O medo de enfrentar o preconceito que atinge de forma tão implacável as pessoas trans foi o que me fez passar tanto tempo negando para mim e escondendo da sociedade minha verdadeira identidade de gênero. Eu temia que assumir uma identidade trans no Brasil poderia anular definitivamente minha já precária inserção social, por causa do capacitismo que eu já enfrentava desde o final da adolescência, em decorrência de uma severa deficiência visual. Como nunca tinha visto uma outra mulher trans com deficiência, eu não fazia ideia do que poderia enfrentar ao iniciar uma transição de gênero num país com índices tão altos de violência contra LGBTI+ e de extrema exclusão e invisibilidade das pessoas com deficiência. Por isso, eu queria me sentir forte e preparada para enfrentar tudo o que viria, antes de decidir iniciar minha transição. Esse sentimento nunca veio, mas eu acabei “me assumindo” assim mesmo, para não enlouquecer ou tirar minha própria vida.

Transição

No entanto, muitas mulheres e homens trans iniciam o processo de transição já na adolescência, existindo também quem manifeste uma clara identidade trans ainda na infância.

“Ao contrário do que muitas pessoas pensam, o processo de transição de gênero não começa com as intervenções hormonais e cirúrgicas responsáveis pelas modificações corporais almejadas por pessoas trans.”

Muito mais do que um processo clínico de tratamento médico, a transição é um movimento íntimo de autoafirmação de uma pessoa trans que tem início quando ela passa a se apropriar dos elementos e signos que socialmente pertencem e representam gênero diverso daquele que lhe foi atribuído ao nascer, em função de sua constituição biológica.
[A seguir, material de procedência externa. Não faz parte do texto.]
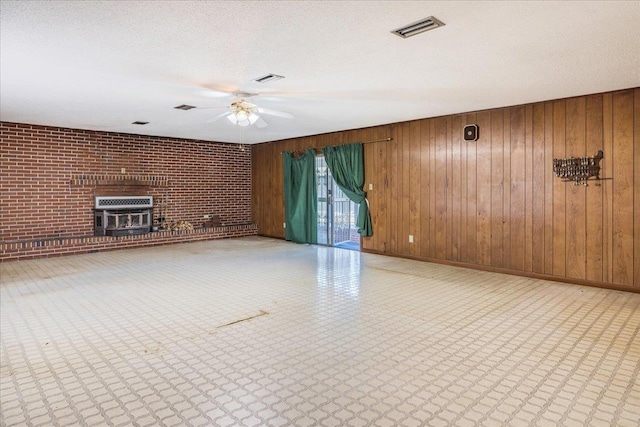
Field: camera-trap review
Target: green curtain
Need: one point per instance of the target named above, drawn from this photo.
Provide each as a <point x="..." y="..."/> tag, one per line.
<point x="300" y="197"/>
<point x="346" y="163"/>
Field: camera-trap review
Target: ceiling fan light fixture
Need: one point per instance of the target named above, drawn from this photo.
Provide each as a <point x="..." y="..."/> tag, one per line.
<point x="268" y="78"/>
<point x="426" y="24"/>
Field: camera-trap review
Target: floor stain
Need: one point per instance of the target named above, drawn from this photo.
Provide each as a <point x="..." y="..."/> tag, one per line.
<point x="262" y="313"/>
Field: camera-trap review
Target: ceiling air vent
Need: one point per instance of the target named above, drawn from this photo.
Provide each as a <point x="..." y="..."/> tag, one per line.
<point x="421" y="26"/>
<point x="268" y="78"/>
<point x="184" y="107"/>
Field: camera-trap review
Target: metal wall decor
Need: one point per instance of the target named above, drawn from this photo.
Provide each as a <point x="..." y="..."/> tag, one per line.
<point x="578" y="169"/>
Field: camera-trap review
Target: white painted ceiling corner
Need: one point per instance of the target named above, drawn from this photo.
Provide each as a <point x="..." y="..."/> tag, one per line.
<point x="103" y="65"/>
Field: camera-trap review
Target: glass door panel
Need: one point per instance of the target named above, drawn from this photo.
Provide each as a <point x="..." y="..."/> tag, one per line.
<point x="336" y="213"/>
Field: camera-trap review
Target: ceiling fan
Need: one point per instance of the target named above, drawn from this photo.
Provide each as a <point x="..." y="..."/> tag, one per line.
<point x="244" y="113"/>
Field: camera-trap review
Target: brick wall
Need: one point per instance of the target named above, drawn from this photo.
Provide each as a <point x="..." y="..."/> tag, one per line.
<point x="50" y="175"/>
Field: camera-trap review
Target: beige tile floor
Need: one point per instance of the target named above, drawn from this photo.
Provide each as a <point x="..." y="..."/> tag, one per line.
<point x="260" y="332"/>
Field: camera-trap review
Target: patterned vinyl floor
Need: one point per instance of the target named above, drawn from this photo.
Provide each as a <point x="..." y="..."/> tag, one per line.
<point x="260" y="332"/>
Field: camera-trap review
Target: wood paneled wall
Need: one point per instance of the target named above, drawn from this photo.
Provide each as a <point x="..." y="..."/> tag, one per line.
<point x="495" y="203"/>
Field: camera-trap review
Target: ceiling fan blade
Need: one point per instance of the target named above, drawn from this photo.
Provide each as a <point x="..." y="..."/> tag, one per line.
<point x="261" y="123"/>
<point x="282" y="114"/>
<point x="218" y="117"/>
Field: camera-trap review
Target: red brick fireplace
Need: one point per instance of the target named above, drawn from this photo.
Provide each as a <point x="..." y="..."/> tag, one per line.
<point x="50" y="177"/>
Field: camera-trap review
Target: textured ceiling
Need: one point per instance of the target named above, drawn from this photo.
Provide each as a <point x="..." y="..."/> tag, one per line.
<point x="102" y="65"/>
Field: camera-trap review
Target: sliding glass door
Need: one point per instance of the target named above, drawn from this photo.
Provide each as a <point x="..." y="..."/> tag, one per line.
<point x="336" y="213"/>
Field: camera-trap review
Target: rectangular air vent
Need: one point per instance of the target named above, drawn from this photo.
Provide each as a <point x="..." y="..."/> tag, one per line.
<point x="184" y="107"/>
<point x="268" y="78"/>
<point x="421" y="26"/>
<point x="123" y="202"/>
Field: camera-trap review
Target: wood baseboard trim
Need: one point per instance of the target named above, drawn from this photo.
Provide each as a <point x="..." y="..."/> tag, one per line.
<point x="590" y="283"/>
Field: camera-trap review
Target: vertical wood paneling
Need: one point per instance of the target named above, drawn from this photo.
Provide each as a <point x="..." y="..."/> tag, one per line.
<point x="414" y="180"/>
<point x="497" y="184"/>
<point x="456" y="187"/>
<point x="406" y="188"/>
<point x="559" y="191"/>
<point x="506" y="188"/>
<point x="425" y="186"/>
<point x="528" y="188"/>
<point x="549" y="181"/>
<point x="538" y="191"/>
<point x="394" y="221"/>
<point x="495" y="202"/>
<point x="472" y="198"/>
<point x="517" y="242"/>
<point x="449" y="217"/>
<point x="623" y="188"/>
<point x="433" y="186"/>
<point x="464" y="199"/>
<point x="594" y="220"/>
<point x="576" y="194"/>
<point x="483" y="185"/>
<point x="607" y="173"/>
<point x="636" y="186"/>
<point x="440" y="125"/>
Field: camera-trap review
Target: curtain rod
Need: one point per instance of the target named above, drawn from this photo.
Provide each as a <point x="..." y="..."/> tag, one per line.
<point x="318" y="150"/>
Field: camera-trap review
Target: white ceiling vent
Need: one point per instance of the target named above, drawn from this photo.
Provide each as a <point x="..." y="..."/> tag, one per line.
<point x="421" y="26"/>
<point x="268" y="78"/>
<point x="184" y="107"/>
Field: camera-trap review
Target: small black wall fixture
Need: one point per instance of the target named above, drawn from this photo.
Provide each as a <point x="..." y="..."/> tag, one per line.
<point x="578" y="169"/>
<point x="471" y="133"/>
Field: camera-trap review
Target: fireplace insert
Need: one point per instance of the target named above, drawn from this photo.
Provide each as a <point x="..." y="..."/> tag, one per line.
<point x="122" y="215"/>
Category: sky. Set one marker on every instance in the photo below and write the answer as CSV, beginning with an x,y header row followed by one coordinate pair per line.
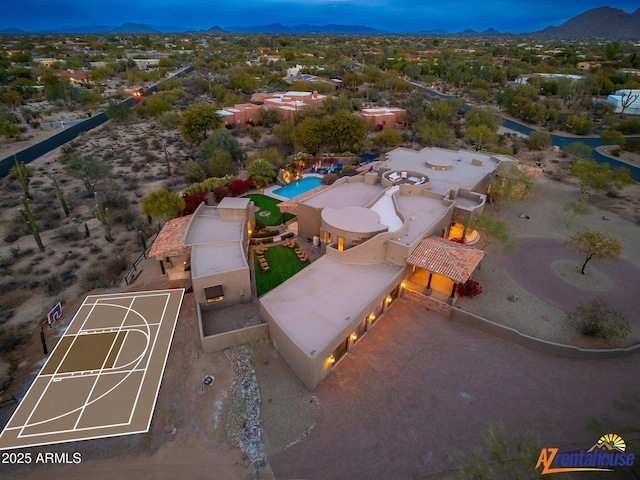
x,y
398,16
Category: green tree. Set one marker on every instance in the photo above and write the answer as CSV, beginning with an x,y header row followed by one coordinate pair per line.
x,y
594,177
594,244
162,204
222,140
573,210
119,111
262,172
90,170
255,135
479,136
579,125
91,99
345,131
387,139
220,163
578,149
8,130
285,133
482,116
598,319
197,120
308,135
433,133
269,117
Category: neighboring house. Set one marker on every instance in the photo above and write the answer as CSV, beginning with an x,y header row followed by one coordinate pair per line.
x,y
74,76
379,233
627,99
241,114
289,103
383,116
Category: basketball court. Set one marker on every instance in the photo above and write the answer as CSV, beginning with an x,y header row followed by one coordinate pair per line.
x,y
103,377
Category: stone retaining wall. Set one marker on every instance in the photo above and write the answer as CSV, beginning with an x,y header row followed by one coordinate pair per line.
x,y
429,303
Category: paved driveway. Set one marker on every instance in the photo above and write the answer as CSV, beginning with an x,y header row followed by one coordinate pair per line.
x,y
419,390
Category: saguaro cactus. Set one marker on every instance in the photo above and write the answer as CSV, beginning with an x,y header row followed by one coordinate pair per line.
x,y
102,214
30,222
23,176
167,160
60,195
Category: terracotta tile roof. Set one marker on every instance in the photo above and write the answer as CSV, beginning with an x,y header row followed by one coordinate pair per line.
x,y
170,240
451,259
291,206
A amplitude da transição de gênero ocorre de forma única para cada pessoa trans, envolvendo um conjunto de fatores que vão desde a compreensão individual de gênero até a realidade econômica da pessoa, passando por valores estéticos, culturais e afetivos cristalizados em sua personalidade. Dessa forma, a adoção de um nome social ou o hábito de pintar as unhas, desenhar a sobrancelha e usar maquiagem já podem simbolizar o início de uma transição, em se tratando de uma mulher trans, que pode ou não evoluir para transformações físicas mais profundas.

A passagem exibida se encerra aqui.